闇夜の世界と消滅者

三浦涼桜

十九話 説明

 戀さんのために、一から説明しますね。
 今から二週間前のことです。
 学園内でとある実験が発生しました。
 皆さんご存知の通りの行方不明者事件です。
 あまり大きな事件ではなかったので、すぐに収まりましたが、同時に少々厄介な事件が舞い込んできました。

 厄介と言っても、それほど危険視されているわけでもなかったので、生徒会を中心に捜索をしていたのですが、生徒たちから話を聞く限り、神獣がらみのことらしくて。そうですよね、イルディーナさん?
「私はそのときその場に居合わせていなかったので何とも言えませんが、おそらく本当のことかと。鈴音さんはどう思いますか?」
「そうですね。私も後方支援をしていたので本当かどうかは判断できませんが、あの時感じた気配はかなり凶悪なものでした。それこそ超大型魔物アフリードクラスくらいのものでした」

 本来神獣とは、その土地の守護神であるものです。一定のテリトリーに侵入しなければ滅多に姿を見せません。
 ですが、今回は外にまで出てきました。
 今回現れたのは、アヴァロンの外縁部に存在する迷宮、通称「草薙」と呼ばれるダンジョンに生息する神獣、リーゴレッド。

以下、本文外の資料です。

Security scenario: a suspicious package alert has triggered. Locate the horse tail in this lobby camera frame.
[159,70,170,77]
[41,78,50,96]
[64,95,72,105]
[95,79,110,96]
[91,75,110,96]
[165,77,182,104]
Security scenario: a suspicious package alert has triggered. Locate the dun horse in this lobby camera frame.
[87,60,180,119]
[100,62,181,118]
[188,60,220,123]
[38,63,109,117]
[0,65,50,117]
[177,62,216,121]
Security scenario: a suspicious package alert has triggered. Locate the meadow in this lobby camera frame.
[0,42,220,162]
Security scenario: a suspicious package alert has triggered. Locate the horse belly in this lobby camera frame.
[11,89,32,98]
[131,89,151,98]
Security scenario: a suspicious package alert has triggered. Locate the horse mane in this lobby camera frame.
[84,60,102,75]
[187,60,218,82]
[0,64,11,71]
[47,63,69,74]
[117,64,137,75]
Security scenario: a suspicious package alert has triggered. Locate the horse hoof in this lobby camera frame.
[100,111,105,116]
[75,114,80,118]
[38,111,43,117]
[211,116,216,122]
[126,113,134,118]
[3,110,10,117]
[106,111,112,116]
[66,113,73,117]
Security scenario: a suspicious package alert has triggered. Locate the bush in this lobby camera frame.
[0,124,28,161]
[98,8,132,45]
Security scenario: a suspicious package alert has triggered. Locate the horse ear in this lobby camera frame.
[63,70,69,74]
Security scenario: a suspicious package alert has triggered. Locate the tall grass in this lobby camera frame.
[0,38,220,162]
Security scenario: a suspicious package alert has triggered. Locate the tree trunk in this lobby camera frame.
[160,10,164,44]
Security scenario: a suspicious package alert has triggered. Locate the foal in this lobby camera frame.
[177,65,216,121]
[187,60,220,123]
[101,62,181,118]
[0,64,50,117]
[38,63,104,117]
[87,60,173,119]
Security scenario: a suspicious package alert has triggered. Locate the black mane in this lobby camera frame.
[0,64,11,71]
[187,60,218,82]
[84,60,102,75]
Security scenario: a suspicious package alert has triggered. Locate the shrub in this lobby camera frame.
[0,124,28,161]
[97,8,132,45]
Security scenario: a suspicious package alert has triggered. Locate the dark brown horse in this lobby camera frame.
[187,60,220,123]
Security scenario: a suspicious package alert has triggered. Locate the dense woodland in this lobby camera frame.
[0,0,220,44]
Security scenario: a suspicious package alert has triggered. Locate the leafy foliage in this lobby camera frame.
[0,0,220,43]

 全長3メートル、体重およそ400キロもある巨体な体に加え、雷属性と炎属性を保持しています。
 かなりの速度で移動ができるうえ、炎のシールドを張っているので、基本的な攻撃は全くもって通用しません。
 基本的には温厚な魔物なので、こちらから何もしなければ、事件なんてものは発生しません。

「だが実際にリーゴレッドは出てきたと」
 その通りです。
 目撃された際、本来なら薄く淡いオレンジ色の毛並みが、赤黒く染まっていたそうです。
 さらには体を纏っていた炎も赤色ではなく、黒く変色していたと、報告が上がっています。